A Polish art theorist, Dlubak (1921-2005) taught himself painting and drawing in the early 1940s. He produced his first photographs while he was a prisoner at the Mauthausen concentration camp (following his participation in the armed resistance and uprising in Warsaw in 1944). He was to develop this practice after the war, during a stay at a sanatorium where, deprived of painting materials, he tried experimental photography. In 1948, he exhibited in Krakow at the First National Exhibition of Modern Art, organised by Tadeusz Kantor. Caught in the restrictive and regressive view of art of the Communist party in power in Poland, Dlubak stopped his photographic activity. In 1953, he became editor-in-chief of the monthly magazine Fotografia where he worked until 1972, when he was dismissed by censorship for having published photographs that were considered politically incorrect.
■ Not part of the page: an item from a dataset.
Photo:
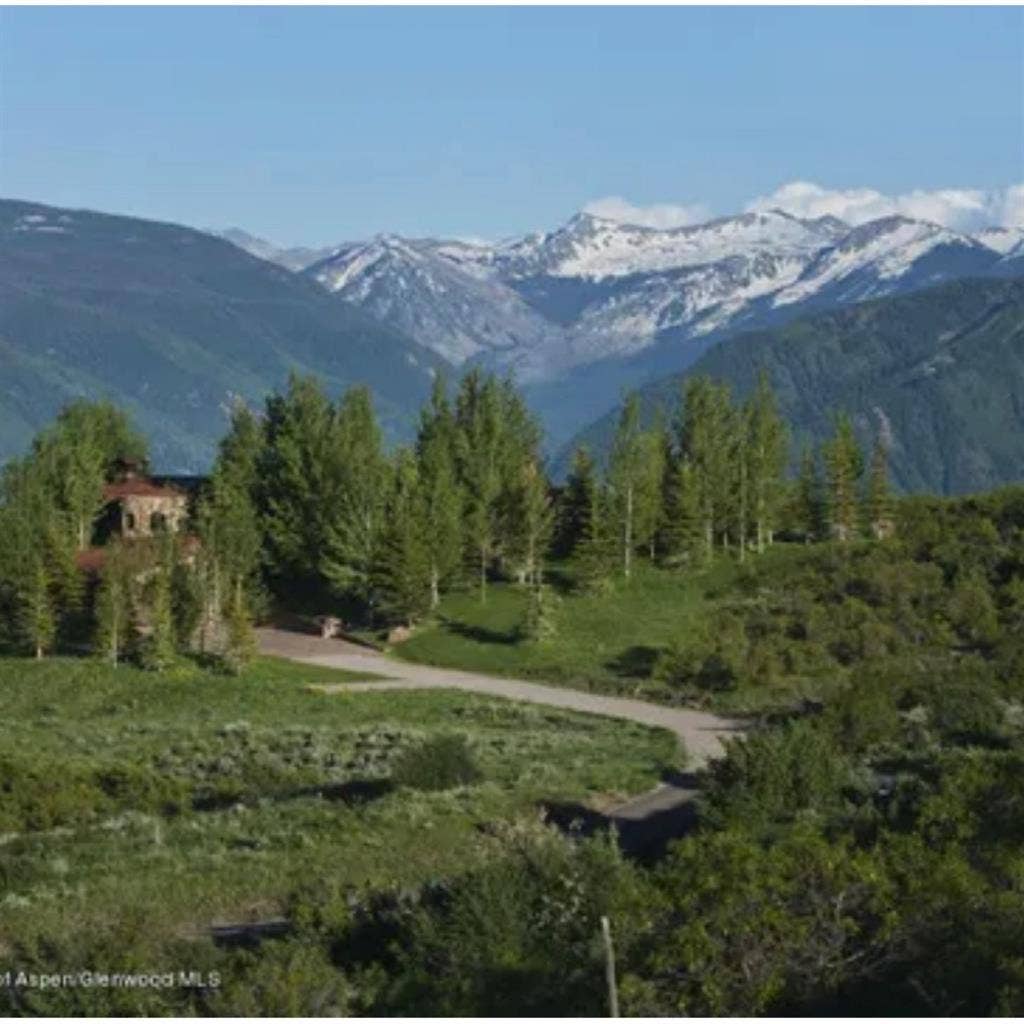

From 1959, he gradually goes back to photography, documenting reality (urban landscapes and photos of his studio). Dlubak created with the Lachowicz couple the small yet influential Permafo gallery in Wroclaw where he could experiment with new scenography for his photographic series. The gallery also exhibited artists such as Bernd and Hilla Becher, Joseph Kosuth, François Morellet, Ben Vautier, etc.

Following the introduction of the martial law in Poland, Dlubak moved to France in Meudon, in 1982, and dedicated himself completely to his artistic creation. From 1989, until his death in 2005, he shared his life between Meudon and Warsaw. 

The opening of his archives after he passed away, and the researches led since 2008 by the Fundacja Archeologia Fotografii in Warsaw, have shed new light on his work.